An elastic implant that moves with the spinal cord has restored the ability to walk in paralysed rats, and could be on the way to human trials.

Engineers at Ecole Polytechnique Federale de Lausanne (EPFL) have developed one of the longest-lasting implants for spinal cord injury.

It bridges damaged gaps in the spinal cord to ensure that signals are carried to their destinations.

The same group of researchers have previously used chemical and electrical stimulation of the spinal cord to allow injured rats to “sprint over ground, climb stairs and even pass obstacles”.

“The implant is soft but also fully elastic to accommodate the movement of the nervous system,” EDFL researcher Professor Stephanie Lacour told reporters.

“The brain pulsates with blood so it moves a lot, the spinal cord expands and retracts many times a day, think about bending over to tie your shoelaces.

“In terms of using the implant in people, it's not going to be tomorrow, we've developed dedicated materials which need approval, which will take time.

“But we really believe this will be a solid and robust technology for humans.”

The implant is built from elastic silicone and features wiring embedded with “microcracked” gold.

The gold treatment has tiny cuts in its surface, making the wiring flexible enough to move and change with the body..

Dr Dusko Ilic, from King's College London, said: “This is quite remarkable, until now, the most advanced prostheses in intimate contact with the spinal cord caused quite substantial damage to tissue in just one week due to their stiffness.

“The work described here is a groundbreaking achievement of technology, which could open a door to a new era in treatment of neuronal damage.
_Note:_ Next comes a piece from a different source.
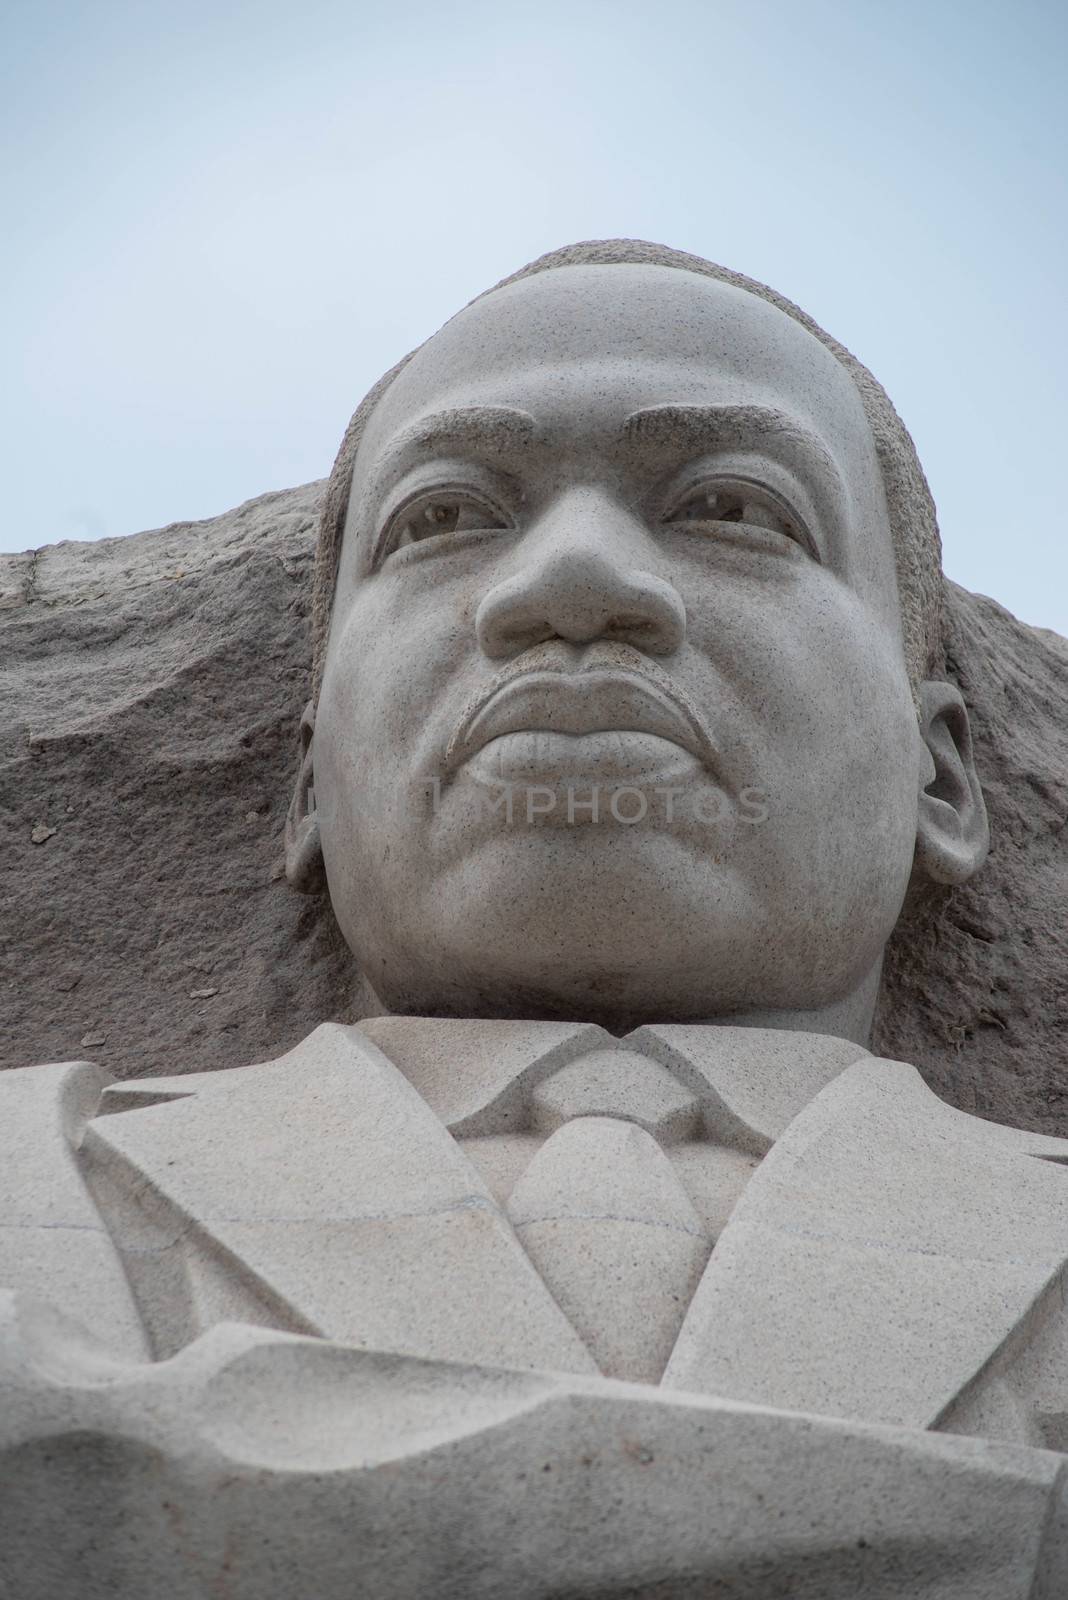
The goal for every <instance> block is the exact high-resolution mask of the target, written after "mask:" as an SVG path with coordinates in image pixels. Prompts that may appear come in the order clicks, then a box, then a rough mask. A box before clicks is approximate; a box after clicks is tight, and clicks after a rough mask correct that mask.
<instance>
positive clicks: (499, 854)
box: [0, 242, 1068, 1600]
“However, there is still a long way to go before we may see any practical use of such neuroprostheses in humans.”

Dr Mark Bacon, the scientific director of the charity Spinal Research, told the BBC: “Translation of experimental treatments to humans often falters because insufficient attention is given to some of the more pragmatic aspects of translational science.

“The combination of electrical and chemical stimulation has been proven in principle - in animal models at least - so it is encouraging to see the application of multidisciplinary efforts to take this one step closer to safe testing in patients.”